You don’t think about lofty goals in boot camp. You think about getting out.

“You’re living with 90 people in a small room, 24 hours a day,” she said. “There’s never a moment of privacy. Someone is always watching you.”

For eight weeks, you drill endlessly, work like a dog and live in terror of messing up and having to do it all over again. A nasty remark, an unshined shoe, a flunked exam, a late arrival from liberty: All can set you back, sometimes even to the wretched first day.

But now, at last, Winograd was almost out.
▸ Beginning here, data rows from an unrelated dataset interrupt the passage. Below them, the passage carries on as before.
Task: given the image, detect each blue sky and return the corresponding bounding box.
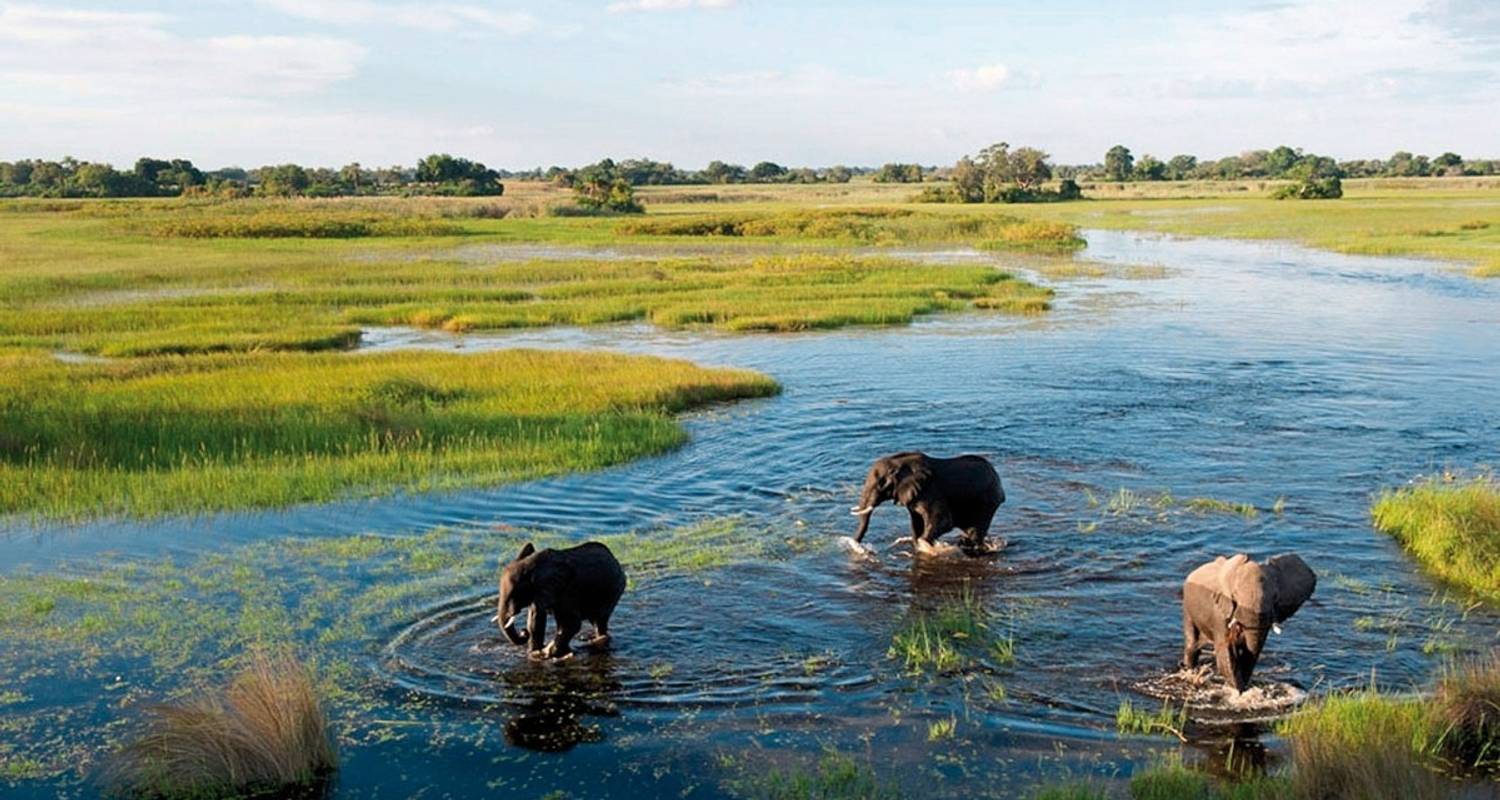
[0,0,1500,168]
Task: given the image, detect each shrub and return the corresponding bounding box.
[105,654,338,797]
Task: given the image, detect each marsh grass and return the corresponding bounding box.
[104,654,338,798]
[0,351,777,518]
[1115,698,1188,738]
[0,519,785,774]
[1278,689,1452,800]
[887,587,1016,674]
[726,750,905,800]
[1370,476,1500,603]
[1428,650,1500,774]
[615,206,1083,251]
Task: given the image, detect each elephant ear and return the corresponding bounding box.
[896,458,933,506]
[531,552,576,605]
[1266,552,1317,623]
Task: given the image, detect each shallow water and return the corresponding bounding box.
[0,231,1500,797]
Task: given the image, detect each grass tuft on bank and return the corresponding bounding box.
[1370,476,1500,603]
[0,351,779,519]
[104,653,338,800]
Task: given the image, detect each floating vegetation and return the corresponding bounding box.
[887,587,1016,674]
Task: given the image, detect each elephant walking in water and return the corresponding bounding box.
[851,452,1005,552]
[1182,552,1317,692]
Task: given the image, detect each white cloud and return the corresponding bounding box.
[948,65,1011,92]
[0,5,365,104]
[608,0,735,14]
[261,0,537,35]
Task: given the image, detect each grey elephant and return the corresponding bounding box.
[849,452,1005,552]
[495,542,626,659]
[1182,552,1317,692]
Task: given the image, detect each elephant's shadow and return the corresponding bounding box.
[498,650,623,752]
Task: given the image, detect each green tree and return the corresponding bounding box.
[1104,144,1136,182]
[750,161,786,183]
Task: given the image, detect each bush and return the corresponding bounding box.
[105,654,338,797]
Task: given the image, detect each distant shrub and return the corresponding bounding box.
[149,210,464,239]
[105,656,338,798]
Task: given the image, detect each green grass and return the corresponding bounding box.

All she had to do to leave the Great Lakes Naval Training Center in Illinois was make it through Battle Stations. In less than one agonizing day, she could be assured of a one-way ticket to a Navy school for sonar technicians in San Diego.

Battle Stations started at 9 p.m., when an alarm sounded in the barracks. Everyone knew what that meant: Helmet, fatigues, gas mask, combat boots--and scramble.

Running double time to the first of Battle Stations’ 12 exercises, Winograd felt a familiar pain in her ankle. A few weeks before, she’d hurt it running in her combat boots--but it was no big deal. Now it was throbbing, but she could handle it.

The grueling exercises were all about a mile from each other.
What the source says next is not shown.